Apple has finally removed a popular anti-malware program called Adware Doctor from the Mac App Store for allegedly stealing user data, almost a month after an unidentified cyber-security researcher, who goes by @privacy1st on Twitter, first contacted the company with their concerns regarding the software. According to the researcher, the program was collecting users’ browsing history on the sly and sending them over to servers in China.

Privacy 1st also made a proof-of-concept video detailing suspicious behavior in the app, following which, cyber-security researchers Patrick Wardle of Digita Security and Thomas Reed of Malwarebytes independently investigated it, and found the claims to be valid.

According to their investigation, Adware Doctor used its elevated permissions to collect the browsing data from Chrome, Safari and Firefox, and send them to a server in China via ‘adscan.yelabapp.com’ as part of a zipped filed called ‘history.zip’.
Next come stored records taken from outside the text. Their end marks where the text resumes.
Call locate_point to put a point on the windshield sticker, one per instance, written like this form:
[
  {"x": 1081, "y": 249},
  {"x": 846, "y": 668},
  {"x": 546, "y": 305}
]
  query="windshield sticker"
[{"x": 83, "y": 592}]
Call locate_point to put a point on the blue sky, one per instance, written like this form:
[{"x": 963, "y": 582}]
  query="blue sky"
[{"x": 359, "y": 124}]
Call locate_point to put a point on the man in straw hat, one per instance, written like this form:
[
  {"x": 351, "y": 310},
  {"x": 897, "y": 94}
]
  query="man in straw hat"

Prior to its removal, the app was priced at $5, and was the number one paid app in its category on the platform. It described itself as a security software that’s designed to “prevent malware and malicious files from infecting your Mac”, but as it apparently turns out, only used its supposed anti-adware credentials as a cover to bypass Apple’s sandboxing and gain access to users’ home directory.
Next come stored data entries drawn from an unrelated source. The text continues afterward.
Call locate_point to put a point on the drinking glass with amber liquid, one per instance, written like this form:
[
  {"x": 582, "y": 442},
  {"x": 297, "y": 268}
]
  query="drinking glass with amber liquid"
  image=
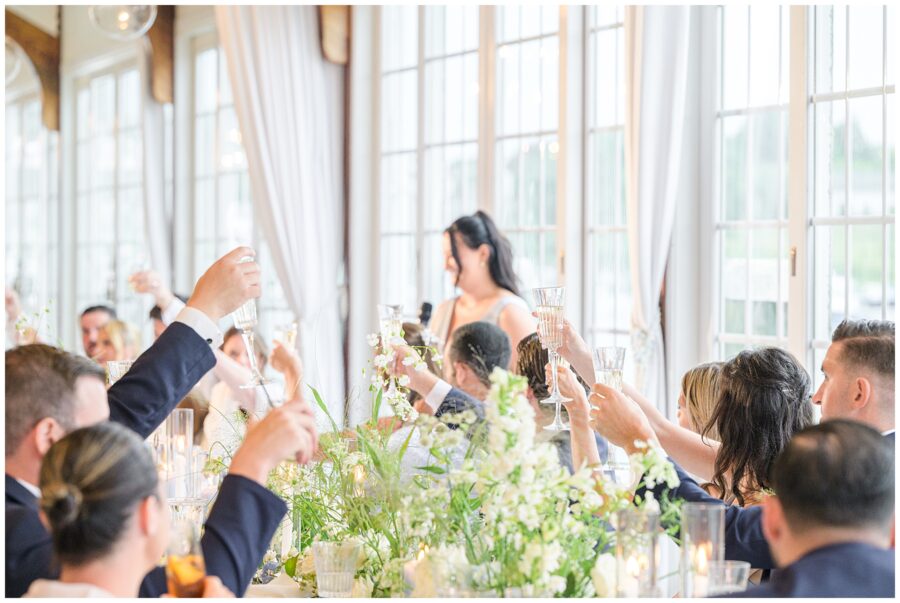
[{"x": 185, "y": 570}]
Apple hasn’t yet issued an official statement on the removal of Adware Doctor from the Mac App Store, but the software is believed to have violated the company’s Data Collection and Storage guidelines, which warn developers that they “may not use, transmit, or share someone’s personal data without first obtaining their permission”. The guidelines further state that, “Data collected for one purpose may not be repurposed without further consent unless otherwise explicitly permitted by law”.